RABAT, Morocco: A Moroccan rap artist imprisoned for writing a song alleging police corruption has gone on hunger strike to protest prison conditions, his brother said Monday.
Moroccan rapper Mouad Belghouat - known as El-Haqed, "The Enraged" - was convicted May 11 of "showing contempt" to public servants with his song "Dogs of the State".
Aderrahim Belghouat told The Associated Press that his brother "is forbidden from using the phone in prison, is harassed by the other prisoners and the guards are constantly searching his stuff - often very late at night."
The strike "is a warning for the prison administration," he said, adding that the fast will last for 48 hours.
Lawyers for Belghouat appealed his conviction in a court hearing Monday, but the case was adjourned until July 23 to grant the rapper more time to prepare his case.
Belghouat was active in the pro-democracy February 20 movement.
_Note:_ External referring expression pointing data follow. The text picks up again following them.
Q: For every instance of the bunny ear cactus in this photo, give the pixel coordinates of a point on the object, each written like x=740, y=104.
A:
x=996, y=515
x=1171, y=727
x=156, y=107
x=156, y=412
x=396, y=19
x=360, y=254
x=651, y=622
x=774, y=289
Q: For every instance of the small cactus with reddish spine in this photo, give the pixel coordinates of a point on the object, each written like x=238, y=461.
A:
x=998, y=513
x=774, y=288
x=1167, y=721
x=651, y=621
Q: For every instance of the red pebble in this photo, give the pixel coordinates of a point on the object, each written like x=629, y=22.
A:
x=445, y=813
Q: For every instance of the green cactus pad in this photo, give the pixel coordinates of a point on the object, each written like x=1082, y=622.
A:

He wrote songs attacking the king for his wealth and lyrics that highlighted the inequalities in Moroccan society, but "Dogs of the State" created the most uproar.
Police particularly objected to a video montage posted online with the song which included an image of a police officer with the head of a donkey.
"You are paid to protect the citizens, not to steal their money," the lyrics read. "Did your commander order you to take money from the poor?" Other lyrics ask the police to arrest the wealthy businessmen, who Belghouat raps have divided the country for themselves.
New York-based rights group Human Rights Watch in May condemned Belghouat's conviction, highlighting that even as he was being imprisoned for his music, Morocco was hosting international music artists - including Mariah Carey and Lenny Kravitz - in a star-studded Mawazine festival.
The conviction was Belghouat's second. The singer, who comes from a sprawling Casablanca slum in western Morocco, was jailed for four months last year for getting into a fight with a regime supporter in the gritty, low-income suburb of the city where he now lives. His supporters say the charges were trumped up. He was released Jan. 12 in a case that mobilized the country's activist community.
Morocco was swept with pro-democracy demonstrations like many other countries in the Middle East last year, but King Mohammed VI managed to defuse popular anger with a series of reforms.